Beside the fact that he's in the Netherlands and pretty much apolitical (unless increasing understanding is political), one of the reasons that I like the Votemaster so much is that is it a site about meta-polling: what polling methodology and results mean, not just what they are. This analysis of the Democratic primary in South Carolina just isn't the sort of thing you read elsewhere:
Now onto the exit polls. Obama got 54% of the men's vote and 54% of the women's vote. Clinton got 23% of the men's vote and 30% of the women's vote. By age, Obama won all age groups, but was strongest in the 18-29 year-old segment (67%) and weakest in the 60+ segment (38%). Clinton came in second in all age groups and came closest in the 60+ group with 35% of the vote. Education didn't seem to matter; college-educated and noncollege-educated broke the same as the statewide totals. By income, Obama did best among the voters making less than $50,000 (57%) and worst among those making over $100,000 (46%). Surprisingly, Edwards did worst (15%) among the people below $50,000 and roughly the same in all the other categories (22-26%). For a guy running a populist campaign, that must be disappointing. Here he is shouting himself hoarse about how he wants to help the Americans who need the most help and they don't like him.Bill Clinton's observations comparing Obama to Jackson's wins in the state's primary in the '80s have raised questions but that questioning fails to note that 55% of the voters were African American and I wonder to what degree simple surprise at that fact is also playing out. Al Sharpton didn't win in the state - maybe it just means that if this state is persuaded, that persuasion will be evident in the largest portion of the voting population. The tensions over Romney's faith are similar. Conservatives are trying to assess the place of the Latter Day Saints, a place that Gordon B. Hinckley, the late President of the church, did much to change. And I expect Utah to vote for Mitt.Now the biggie: race. An astounding 55% of the voters were black and 78% of them went for Obama, 19% went for Clinton (likely black women), and a mere 2% went for Edwards. Among white voters, Edwards won the primary with 40% of the vote to Clinton's 36% and Obama's 24%. Thus among the white voters, 76% went for Clinton or Edwards. These data explain the surprising way the voters broke by income. A large number of poor blacks voted. Did they vote for the black candidate or the candidate who wants to help the poor? They voted overwhemingly for the black candidate, even though he tends to draw most of his support nationally from well-educated, upper-income white voters. In other words, race trumps income.

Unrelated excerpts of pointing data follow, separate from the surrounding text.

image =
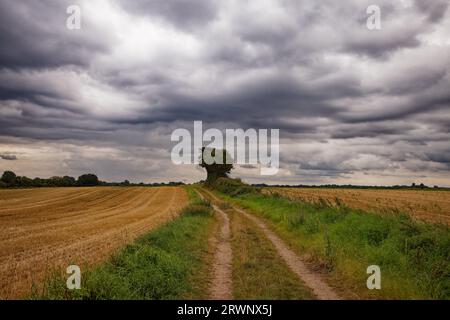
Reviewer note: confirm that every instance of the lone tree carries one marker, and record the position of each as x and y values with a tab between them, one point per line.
217	165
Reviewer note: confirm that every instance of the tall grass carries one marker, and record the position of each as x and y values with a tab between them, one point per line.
159	265
414	257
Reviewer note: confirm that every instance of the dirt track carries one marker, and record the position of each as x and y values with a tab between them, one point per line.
42	230
312	280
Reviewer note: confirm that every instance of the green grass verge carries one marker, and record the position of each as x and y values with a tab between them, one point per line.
164	264
414	257
259	273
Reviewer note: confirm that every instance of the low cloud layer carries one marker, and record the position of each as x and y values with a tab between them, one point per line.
352	105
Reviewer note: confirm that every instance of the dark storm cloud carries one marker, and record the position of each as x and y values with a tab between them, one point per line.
181	13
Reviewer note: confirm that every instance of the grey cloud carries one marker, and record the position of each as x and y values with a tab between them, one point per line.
180	13
345	99
33	34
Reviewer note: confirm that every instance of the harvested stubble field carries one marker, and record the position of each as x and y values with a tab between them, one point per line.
428	205
45	230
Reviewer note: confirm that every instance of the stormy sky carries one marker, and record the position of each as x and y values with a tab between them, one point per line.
353	105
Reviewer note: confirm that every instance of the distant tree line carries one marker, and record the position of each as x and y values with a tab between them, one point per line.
414	186
10	180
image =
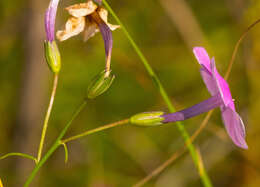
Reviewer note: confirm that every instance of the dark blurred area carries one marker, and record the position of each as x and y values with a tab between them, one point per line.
166	31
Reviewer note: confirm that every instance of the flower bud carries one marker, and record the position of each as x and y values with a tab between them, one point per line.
100	84
52	56
147	119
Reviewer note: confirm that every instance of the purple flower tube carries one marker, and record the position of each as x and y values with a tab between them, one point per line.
221	97
50	16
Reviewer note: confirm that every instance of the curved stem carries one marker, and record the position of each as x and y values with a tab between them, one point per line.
20	155
205	179
92	131
237	46
54	146
181	151
47	116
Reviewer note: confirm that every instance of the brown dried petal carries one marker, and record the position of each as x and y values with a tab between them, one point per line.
82	9
90	30
103	15
73	27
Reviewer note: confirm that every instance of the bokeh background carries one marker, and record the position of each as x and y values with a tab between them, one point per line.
166	31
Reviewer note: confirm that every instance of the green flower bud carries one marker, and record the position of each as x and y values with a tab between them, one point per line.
147	119
100	84
52	56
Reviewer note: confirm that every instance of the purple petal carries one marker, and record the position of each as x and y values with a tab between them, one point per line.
209	81
222	86
234	126
98	1
202	57
213	80
50	16
205	71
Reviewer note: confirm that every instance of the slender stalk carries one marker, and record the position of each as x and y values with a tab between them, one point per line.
92	131
205	179
181	151
237	46
55	145
20	155
47	116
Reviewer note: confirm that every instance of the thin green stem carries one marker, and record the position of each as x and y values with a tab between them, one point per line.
205	179
65	152
20	155
47	116
92	131
55	145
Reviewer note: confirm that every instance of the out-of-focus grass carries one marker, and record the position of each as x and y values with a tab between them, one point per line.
122	156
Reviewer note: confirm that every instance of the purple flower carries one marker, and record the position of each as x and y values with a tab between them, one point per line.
221	97
89	18
50	16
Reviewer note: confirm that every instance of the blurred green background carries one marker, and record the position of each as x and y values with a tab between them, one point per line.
166	31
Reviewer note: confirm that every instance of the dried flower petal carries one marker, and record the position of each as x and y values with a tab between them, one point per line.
82	9
103	15
73	27
91	28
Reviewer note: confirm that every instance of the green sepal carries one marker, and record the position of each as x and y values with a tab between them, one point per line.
147	119
100	84
52	56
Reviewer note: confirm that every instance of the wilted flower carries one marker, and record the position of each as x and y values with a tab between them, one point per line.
221	97
89	18
51	50
50	16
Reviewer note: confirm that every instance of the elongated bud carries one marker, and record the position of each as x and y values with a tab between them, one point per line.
99	2
100	84
52	56
147	119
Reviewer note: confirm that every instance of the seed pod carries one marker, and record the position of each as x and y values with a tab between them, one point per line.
52	56
147	119
100	84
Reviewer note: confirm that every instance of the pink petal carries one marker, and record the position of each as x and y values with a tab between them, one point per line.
222	86
209	81
202	57
234	126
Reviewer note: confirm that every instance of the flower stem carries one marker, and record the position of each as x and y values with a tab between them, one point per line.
47	116
111	125
55	145
20	155
205	179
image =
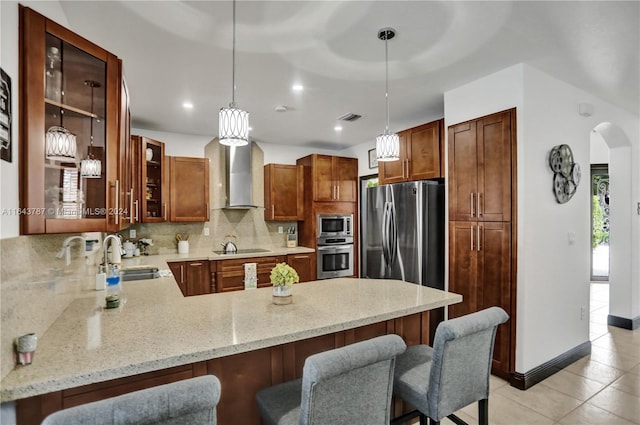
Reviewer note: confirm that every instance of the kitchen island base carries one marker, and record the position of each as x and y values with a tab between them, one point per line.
241	375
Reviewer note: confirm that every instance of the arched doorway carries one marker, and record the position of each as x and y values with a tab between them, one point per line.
621	281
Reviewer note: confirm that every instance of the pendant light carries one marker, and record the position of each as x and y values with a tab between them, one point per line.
233	122
387	144
91	168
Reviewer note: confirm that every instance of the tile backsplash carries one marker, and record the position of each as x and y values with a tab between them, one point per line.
36	287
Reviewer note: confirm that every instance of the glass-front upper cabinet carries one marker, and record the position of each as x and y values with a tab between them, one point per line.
70	130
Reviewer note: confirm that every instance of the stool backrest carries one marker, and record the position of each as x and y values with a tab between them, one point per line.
187	402
462	353
350	385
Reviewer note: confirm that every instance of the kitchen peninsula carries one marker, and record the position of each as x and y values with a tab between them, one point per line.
160	336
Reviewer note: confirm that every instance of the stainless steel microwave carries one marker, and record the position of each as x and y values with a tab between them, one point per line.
335	225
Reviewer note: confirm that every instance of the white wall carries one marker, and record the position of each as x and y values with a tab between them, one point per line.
10	223
553	239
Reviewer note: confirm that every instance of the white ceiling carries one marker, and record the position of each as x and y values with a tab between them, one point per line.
175	51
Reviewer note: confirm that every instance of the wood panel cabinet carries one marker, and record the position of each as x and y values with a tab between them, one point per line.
67	85
480	172
230	273
193	277
482	246
304	264
189	189
330	178
283	192
480	270
241	375
421	155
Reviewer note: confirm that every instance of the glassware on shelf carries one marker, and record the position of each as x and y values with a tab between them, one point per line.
53	83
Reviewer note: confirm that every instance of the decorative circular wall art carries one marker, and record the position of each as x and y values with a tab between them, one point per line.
566	173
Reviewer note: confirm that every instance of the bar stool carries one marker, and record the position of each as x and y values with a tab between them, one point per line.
351	385
454	373
188	402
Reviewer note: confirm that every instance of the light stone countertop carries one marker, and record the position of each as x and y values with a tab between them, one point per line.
158	328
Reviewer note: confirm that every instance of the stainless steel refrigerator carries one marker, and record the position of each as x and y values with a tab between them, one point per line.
402	234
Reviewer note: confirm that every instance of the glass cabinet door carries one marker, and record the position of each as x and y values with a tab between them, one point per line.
70	131
75	138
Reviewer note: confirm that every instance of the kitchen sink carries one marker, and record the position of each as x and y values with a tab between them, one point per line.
243	251
139	273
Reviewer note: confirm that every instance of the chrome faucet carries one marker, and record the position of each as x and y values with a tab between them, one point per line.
65	251
115	237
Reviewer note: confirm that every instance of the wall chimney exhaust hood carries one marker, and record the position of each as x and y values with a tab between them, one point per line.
239	188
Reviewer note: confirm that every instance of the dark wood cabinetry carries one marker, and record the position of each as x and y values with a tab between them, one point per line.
421	155
482	246
480	171
193	277
241	375
70	83
152	180
230	273
331	178
189	189
304	264
283	192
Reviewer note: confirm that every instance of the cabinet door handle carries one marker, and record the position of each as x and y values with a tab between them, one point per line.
117	202
472	229
473	212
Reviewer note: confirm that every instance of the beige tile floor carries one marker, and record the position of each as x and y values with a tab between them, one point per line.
603	388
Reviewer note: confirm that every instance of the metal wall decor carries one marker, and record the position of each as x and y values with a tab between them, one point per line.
566	173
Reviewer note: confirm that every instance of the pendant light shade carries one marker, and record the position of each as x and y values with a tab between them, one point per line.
234	126
233	121
91	168
387	144
388	147
60	144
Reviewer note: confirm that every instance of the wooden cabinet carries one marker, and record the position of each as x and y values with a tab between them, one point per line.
193	277
480	270
304	264
241	375
189	189
283	192
331	178
230	273
72	84
482	248
421	155
480	173
152	181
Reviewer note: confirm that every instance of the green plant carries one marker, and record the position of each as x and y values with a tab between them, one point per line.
283	274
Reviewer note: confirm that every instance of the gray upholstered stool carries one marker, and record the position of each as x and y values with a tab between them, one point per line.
187	402
454	373
351	385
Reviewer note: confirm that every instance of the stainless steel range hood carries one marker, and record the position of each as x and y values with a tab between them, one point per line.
239	177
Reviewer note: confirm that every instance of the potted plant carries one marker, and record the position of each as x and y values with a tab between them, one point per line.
283	276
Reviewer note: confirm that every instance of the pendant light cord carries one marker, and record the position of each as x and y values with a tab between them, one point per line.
233	60
386	89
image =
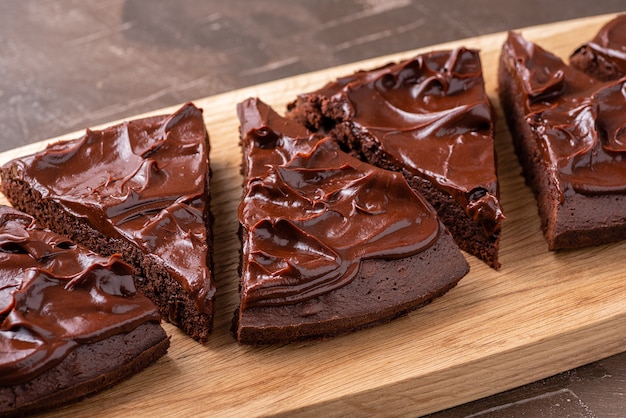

One of the greatest things about the US primary system is that everyone gets to learn, if only for a few days or hours, about what folk are like in the next state over. New Hampshire people will come out to hear speeches, New Yorkers are really that leftist and California is big. You also get a sense of what each thinks about points of view by how open the process is - do independent vote? Do the machines actually work in this county - and is the county officer who watches over them him or herself a political appointee? These are facts whether they don't align with the idea many have that the USA is one homogenized blob of Walmart shopping. It's all local and about the local.

Comments
Ben (The Tiger) - January 28, 2008 8:51 AM
Well, there's this too.
Alan - January 28, 2008 9:12 AM
Where are the interactive maps??? How can I be expected to understand anything without interactive mapping as my primary graphical user interface???